On the dais between them sat the NCAA national championship trophy — a relatively plain-looking tower of lucite and wood they have nevertheless spent the past several months working and yearning for.
The photo-op dragged on, their smiles remained. A reporter interrupted.
This feels awkward, the guy said.
“It’s not awkward,” Mainieri said. “We like each other.”
Friends indeed, for at least this day. Distant cousins, in a way. The two coaches know plenty about each other, as do their teams.
Monday night, the LSU Tigers and the Florida Gators, both proud members of the Southeastern Conference, face off the first of three games. That part sounds normal.
Now the abnormal part: This three-game series is not in March, April or May, with an eye on the conference standings. It is not in Gainesville or Baton Rouge. It will decide a national champion.
“Just like an SEC weekend,” LSU shortstop Kramer Robertson deadpanned. “Just more at stake.”
The way the season has unfolded, it makes sense these two teams would need one more series to figure out which was better.
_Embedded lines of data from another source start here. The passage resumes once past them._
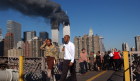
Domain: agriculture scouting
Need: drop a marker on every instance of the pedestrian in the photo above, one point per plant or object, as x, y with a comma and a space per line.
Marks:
111, 61
69, 63
116, 58
91, 60
50, 55
98, 61
83, 61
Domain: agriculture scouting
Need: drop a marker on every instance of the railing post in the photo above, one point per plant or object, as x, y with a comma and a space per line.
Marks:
20, 68
126, 66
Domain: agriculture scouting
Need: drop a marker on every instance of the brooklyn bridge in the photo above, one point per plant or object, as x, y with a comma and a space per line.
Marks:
34, 69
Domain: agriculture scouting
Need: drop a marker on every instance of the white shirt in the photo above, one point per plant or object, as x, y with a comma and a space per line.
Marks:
69, 53
111, 54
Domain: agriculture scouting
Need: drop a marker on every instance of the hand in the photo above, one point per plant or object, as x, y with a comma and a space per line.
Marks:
70, 64
63, 49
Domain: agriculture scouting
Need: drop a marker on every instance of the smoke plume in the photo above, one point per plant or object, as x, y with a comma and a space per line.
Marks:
43, 8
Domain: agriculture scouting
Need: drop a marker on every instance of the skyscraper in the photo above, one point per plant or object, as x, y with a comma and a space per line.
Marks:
28, 35
125, 47
14, 28
137, 43
90, 32
43, 35
2, 48
66, 30
1, 37
8, 43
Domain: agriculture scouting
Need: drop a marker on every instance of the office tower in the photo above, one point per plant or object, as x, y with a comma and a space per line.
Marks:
27, 48
15, 52
1, 37
125, 47
133, 49
8, 43
43, 36
66, 30
90, 32
137, 43
15, 28
20, 44
28, 35
89, 42
2, 48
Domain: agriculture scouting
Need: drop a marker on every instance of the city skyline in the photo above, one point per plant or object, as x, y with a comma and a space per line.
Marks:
117, 21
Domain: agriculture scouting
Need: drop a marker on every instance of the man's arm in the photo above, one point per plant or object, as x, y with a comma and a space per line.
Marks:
72, 53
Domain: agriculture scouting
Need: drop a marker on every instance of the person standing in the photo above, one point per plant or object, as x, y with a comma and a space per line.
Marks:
91, 60
98, 61
50, 54
116, 58
69, 62
83, 61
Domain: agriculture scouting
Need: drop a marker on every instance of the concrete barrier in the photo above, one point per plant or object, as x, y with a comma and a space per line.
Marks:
9, 75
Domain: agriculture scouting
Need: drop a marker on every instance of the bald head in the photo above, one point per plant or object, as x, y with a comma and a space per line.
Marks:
66, 38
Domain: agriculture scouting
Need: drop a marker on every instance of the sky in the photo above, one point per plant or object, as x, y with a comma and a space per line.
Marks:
117, 21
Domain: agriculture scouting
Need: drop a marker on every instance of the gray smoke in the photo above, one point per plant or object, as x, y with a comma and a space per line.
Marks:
44, 8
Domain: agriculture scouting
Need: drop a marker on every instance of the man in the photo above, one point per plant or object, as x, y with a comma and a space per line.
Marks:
83, 61
68, 63
50, 54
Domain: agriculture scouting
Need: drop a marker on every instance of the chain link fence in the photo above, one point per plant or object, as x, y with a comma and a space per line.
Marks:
135, 66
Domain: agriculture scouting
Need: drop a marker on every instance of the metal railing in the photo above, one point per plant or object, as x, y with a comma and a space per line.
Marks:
29, 69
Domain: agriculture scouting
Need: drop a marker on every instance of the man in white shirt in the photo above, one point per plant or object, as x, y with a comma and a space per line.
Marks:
68, 63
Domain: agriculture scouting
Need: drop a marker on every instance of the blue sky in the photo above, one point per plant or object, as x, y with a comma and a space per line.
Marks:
117, 21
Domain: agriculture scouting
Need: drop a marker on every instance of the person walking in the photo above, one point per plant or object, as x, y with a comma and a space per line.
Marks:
50, 55
69, 63
83, 61
98, 61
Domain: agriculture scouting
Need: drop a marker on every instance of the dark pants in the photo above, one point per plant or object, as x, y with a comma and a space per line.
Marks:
117, 63
66, 67
83, 67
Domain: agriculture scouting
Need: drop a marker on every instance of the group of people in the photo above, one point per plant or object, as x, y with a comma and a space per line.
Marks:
100, 61
51, 55
93, 61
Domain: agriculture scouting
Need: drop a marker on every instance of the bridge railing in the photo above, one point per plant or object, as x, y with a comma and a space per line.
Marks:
28, 68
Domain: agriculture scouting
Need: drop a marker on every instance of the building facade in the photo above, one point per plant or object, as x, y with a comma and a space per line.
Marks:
43, 36
15, 28
28, 35
137, 43
1, 37
8, 43
125, 47
90, 42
On Feb. 10, the SEC’s preseason poll came out. The head coaches were asked to pick a champion. Six picked Florida and six picked LSU. On May 20, LSU wrapped up a road sweep of Mississippi State for its 21st conference win, tying Florida for the SEC regular-season championship.
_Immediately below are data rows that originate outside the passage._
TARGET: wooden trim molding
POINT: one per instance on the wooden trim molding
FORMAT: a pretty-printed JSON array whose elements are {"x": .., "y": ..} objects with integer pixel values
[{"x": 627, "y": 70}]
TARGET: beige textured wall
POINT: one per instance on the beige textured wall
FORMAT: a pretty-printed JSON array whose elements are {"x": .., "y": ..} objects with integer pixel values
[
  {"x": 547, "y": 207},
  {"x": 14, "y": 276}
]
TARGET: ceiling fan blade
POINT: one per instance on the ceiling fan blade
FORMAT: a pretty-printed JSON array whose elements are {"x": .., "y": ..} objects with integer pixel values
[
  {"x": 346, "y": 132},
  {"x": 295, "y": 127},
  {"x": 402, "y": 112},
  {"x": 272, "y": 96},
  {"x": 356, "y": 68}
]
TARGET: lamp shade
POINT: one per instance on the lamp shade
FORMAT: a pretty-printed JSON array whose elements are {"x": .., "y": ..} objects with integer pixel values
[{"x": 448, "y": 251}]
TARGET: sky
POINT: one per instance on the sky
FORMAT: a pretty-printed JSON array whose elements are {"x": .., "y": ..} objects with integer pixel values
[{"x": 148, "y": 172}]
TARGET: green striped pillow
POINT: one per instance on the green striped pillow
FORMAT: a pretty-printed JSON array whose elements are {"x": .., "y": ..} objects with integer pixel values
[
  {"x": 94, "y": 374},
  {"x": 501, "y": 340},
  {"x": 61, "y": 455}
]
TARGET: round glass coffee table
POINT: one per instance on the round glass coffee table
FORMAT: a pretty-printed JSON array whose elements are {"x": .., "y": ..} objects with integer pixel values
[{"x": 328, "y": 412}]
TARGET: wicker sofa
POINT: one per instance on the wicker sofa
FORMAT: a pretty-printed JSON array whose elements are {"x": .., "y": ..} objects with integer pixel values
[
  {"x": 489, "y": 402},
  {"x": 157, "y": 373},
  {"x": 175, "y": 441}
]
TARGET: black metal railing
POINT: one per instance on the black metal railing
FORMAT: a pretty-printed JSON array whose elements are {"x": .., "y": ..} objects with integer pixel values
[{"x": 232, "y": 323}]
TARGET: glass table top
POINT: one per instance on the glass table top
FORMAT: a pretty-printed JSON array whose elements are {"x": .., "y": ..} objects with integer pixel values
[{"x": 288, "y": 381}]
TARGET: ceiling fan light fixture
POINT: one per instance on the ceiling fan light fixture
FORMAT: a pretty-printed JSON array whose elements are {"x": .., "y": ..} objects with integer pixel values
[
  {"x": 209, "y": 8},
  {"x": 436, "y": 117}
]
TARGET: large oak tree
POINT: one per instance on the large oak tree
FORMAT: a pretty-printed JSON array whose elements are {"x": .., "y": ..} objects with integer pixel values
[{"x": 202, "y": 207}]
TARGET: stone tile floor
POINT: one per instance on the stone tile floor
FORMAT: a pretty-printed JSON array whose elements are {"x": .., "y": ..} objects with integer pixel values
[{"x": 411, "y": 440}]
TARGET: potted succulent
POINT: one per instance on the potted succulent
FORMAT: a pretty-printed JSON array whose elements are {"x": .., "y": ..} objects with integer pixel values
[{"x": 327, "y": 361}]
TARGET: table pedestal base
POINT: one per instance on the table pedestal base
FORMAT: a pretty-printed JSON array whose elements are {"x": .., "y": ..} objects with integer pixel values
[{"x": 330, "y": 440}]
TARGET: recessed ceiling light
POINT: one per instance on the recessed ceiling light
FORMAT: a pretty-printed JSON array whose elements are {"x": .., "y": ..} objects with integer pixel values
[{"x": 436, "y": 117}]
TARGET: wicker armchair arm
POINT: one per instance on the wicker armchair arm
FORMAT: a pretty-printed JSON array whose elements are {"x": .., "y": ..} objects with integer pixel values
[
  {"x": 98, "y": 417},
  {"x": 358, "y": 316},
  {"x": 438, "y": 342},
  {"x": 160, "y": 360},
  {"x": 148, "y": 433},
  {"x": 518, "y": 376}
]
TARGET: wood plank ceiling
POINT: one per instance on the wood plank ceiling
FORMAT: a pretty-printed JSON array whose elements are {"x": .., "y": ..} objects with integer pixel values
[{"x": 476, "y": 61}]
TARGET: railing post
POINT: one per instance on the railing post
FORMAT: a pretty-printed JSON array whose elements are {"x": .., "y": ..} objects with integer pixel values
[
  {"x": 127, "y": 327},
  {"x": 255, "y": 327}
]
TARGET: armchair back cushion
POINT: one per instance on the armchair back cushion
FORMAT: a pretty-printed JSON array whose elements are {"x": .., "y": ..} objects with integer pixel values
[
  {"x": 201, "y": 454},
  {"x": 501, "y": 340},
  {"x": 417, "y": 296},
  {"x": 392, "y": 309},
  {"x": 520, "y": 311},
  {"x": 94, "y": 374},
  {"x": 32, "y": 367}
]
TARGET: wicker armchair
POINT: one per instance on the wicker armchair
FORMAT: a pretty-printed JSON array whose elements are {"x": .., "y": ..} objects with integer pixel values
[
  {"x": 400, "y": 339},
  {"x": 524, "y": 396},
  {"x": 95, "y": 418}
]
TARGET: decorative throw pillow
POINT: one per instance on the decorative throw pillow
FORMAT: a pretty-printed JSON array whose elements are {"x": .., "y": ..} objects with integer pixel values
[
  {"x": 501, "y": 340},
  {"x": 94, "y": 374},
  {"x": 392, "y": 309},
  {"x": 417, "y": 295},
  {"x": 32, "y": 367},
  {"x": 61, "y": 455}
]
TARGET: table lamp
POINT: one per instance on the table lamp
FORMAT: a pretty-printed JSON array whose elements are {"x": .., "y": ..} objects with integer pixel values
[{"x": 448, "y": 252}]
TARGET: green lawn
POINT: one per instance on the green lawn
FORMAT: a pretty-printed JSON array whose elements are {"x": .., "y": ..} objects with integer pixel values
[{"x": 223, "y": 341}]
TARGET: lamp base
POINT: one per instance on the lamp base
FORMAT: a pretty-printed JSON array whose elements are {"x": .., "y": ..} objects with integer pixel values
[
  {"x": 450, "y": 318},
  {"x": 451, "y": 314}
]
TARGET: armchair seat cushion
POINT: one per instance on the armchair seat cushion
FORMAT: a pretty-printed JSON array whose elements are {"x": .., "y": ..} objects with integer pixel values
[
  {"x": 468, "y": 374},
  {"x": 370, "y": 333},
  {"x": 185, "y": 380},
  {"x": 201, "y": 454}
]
Both were consensus top-five teams to start and finish the regular season. In between those high hopes at the start and high polish at the end, there were speed bumps.
LSU went through a season of sometimes-maddening midweek losses, leaving Mainieri fuming in the dugout before coming out to answer questions about his team's consistency. The Tigers stumbled out of the blocks in the SEC race, going into the final weekend in April at 10-8 in league play.
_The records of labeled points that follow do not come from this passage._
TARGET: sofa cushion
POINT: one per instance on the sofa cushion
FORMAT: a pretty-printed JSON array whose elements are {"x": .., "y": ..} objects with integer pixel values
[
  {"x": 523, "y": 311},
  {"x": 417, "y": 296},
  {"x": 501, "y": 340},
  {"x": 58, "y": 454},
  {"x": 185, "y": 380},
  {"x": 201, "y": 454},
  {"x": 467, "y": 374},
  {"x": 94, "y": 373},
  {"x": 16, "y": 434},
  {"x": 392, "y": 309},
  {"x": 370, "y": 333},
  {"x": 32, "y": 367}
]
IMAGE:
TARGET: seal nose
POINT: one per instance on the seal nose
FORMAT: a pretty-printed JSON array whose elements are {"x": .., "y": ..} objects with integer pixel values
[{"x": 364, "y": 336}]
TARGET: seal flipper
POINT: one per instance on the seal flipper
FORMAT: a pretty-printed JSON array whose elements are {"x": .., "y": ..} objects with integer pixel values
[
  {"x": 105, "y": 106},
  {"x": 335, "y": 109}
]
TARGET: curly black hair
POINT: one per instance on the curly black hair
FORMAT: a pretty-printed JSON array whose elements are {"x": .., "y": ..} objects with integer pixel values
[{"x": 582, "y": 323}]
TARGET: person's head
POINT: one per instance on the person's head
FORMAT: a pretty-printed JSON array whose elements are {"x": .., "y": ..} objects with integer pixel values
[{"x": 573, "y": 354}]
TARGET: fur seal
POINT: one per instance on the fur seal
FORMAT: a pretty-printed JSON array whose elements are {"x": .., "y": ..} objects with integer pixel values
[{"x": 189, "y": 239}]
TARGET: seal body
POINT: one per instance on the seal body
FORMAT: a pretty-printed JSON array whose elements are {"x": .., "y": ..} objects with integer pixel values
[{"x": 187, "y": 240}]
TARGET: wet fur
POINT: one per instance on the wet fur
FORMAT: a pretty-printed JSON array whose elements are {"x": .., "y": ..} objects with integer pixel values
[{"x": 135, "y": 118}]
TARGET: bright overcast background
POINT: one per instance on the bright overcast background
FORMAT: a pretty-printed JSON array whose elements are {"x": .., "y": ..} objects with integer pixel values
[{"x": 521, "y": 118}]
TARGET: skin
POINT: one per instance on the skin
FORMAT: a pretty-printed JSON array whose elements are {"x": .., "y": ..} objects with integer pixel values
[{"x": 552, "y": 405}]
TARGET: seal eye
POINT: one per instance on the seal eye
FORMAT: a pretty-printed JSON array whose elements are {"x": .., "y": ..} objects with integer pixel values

The Gators had — and continue to have — difficulty producing runs. Sometimes it led to some head-scratching losses. Florida scored five runs as it was swept in a two-game midweek series against Florida Gulf Coast. It averaged three runs per game as it was swept by Auburn. It lost a pair of one-run games to Tennessee, which only won five more games in conference play.
“It’s been very challenging throughout the year,” O’Sullivan said. “We’ve had to overcome a lot of things. But at the end of the day, we’re going to give it our best shot against a really good LSU team.”
For all the similarities between the teams, there is one major difference between them.
LSU is gunning for its seventh national championship and second under Mainieri. It has never advanced to this stage of the College World Series without taking home the trophy.
Florida, meanwhile, is still seeking its first title. It has been in this agonizingly close position before a couple times before, making the CWS championship series in 2005 and 2011. This year marks Florida’s third consecutive trip to Omaha.
Mainieri compared it to pounding on a door that’s lodged shut: Bang on it long and hard enough, and eventually you break it open. He expressed respect for his friend, saying that once he breaks through the first time, he’ll might win several after that.
“Eventually he’s going to get it,” Mainieri said. “I just hope it’s not this year.”